“中国人向けビザ緩和”を押し切り

 仲間内で「イワヤン」と呼ばれる岩屋毅外相が、急速に評判を低下させている。

 

 政治部デスクが解説する。

「政府は中国人向けのビザ発給要件を緩和する方針ですが、これは岩屋氏が昨年12月に訪中した際に表明した措置。外務省内の“外交カードは残しておくべきだ”との慎重論を岩屋氏が押し切りました」

 1月21日の自民党外交関連の会合では「オーバーツーリズムを招きかねない」「事前に党側へ説明がなく認められない」などと、強い反発の声が相次いだ。

「会には、反石破と目される萩生田光一元政調会長の姿も。
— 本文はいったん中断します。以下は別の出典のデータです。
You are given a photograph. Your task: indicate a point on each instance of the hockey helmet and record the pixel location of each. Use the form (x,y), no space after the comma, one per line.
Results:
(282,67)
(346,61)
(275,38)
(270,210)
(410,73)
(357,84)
彼の出席は異例で、“親中派”の岩屋氏にくぎを刺すのが目的だったとうわさされました。石破茂首相の周辺は“中国人ビザ問題が政局に利用される”と警戒を強めています」

岩屋毅外相

更迭に向けた動きが加速

 これらの声に岩屋氏は「多分に誤解がある。具体的な内容を正確に理解していただけるよう丁寧に説明していきたい」と弁明。それでも党内保守強硬派は「どうやれば岩屋を降ろせるか」と、更迭に向けた動きを加速させているという。

「そもそも昨年末の中国訪問には、政府与党はもとより、省内からも強い疑問の声が上がっていたんだ」

 とは外務省の中堅幹部。

「中国は対中強硬派のトランプ米政権が発足する前に、日本との関係の深さを世界に示したかった。狙いは米国へのけん制で、岩屋大臣の訪中はそんな中国の意に沿うもの。省内にも“いまは行くべきでない”との意見があったのに……」

対米外交でも“大失態”

 岩屋氏には、対米外交でも致命的な失態があった。

「1月20日にトランプ大統領の就任式に出席し、翌21日にはルビオ国務長官との会談に臨んだ。一見、順調な滑り出しだが、就任式当日に行われた、とある人物との面会が日米外交当局の間で問題視されている」

 相手は共和党における国防戦略の専門家で、かつてブッシュ(息子)政権の国務副長官を務めたリチャード・アーミテージ氏だった。

「いまも米国の外交や安全保障政策に影響力を持つ重鎮で、日本に知己が多いことでも知られる。日米関係の良き理解者である一方、トランプ批判の急先鋒という顔も持つ人物ですね」

「石破首相に似て不勉強なのに目立ちたがり」

 外相経験者も苦笑する。

「よりによって就任式の当日に、大統領の神経を逆なでしている相手と面会するとはね。外務省にセッティングした理由を尋ねたよ」

 それによると、

「会談は岩屋が自分でセットしたそうで、自分に独自のパイプがあるとアピールする狙いだったとか。ここまで外交センスが欠如していたとは驚きだよ」

 岩屋氏は防衛相経験もある国防族の一人。が、“身内”からの評判も芳しくない。

「岩屋は石破首相に似て、不勉強なのに目立ちたがり。主張も野党に近く、集団的自衛権の行使を可能にする平和安全法制の制定や、反撃能力の保有にも消極的。防衛相だった平成30年に起きた、韓国軍艦の海自機に対するレーダー照射事件を韓国国防相との会談で不問として批判を浴びた」(国防族議員)

「至誠通天」「寧耐成事」「敬天愛人」……。座右の銘すらコロコロ変えることでも知られる岩屋氏に、外交・安保は荷が重かろう。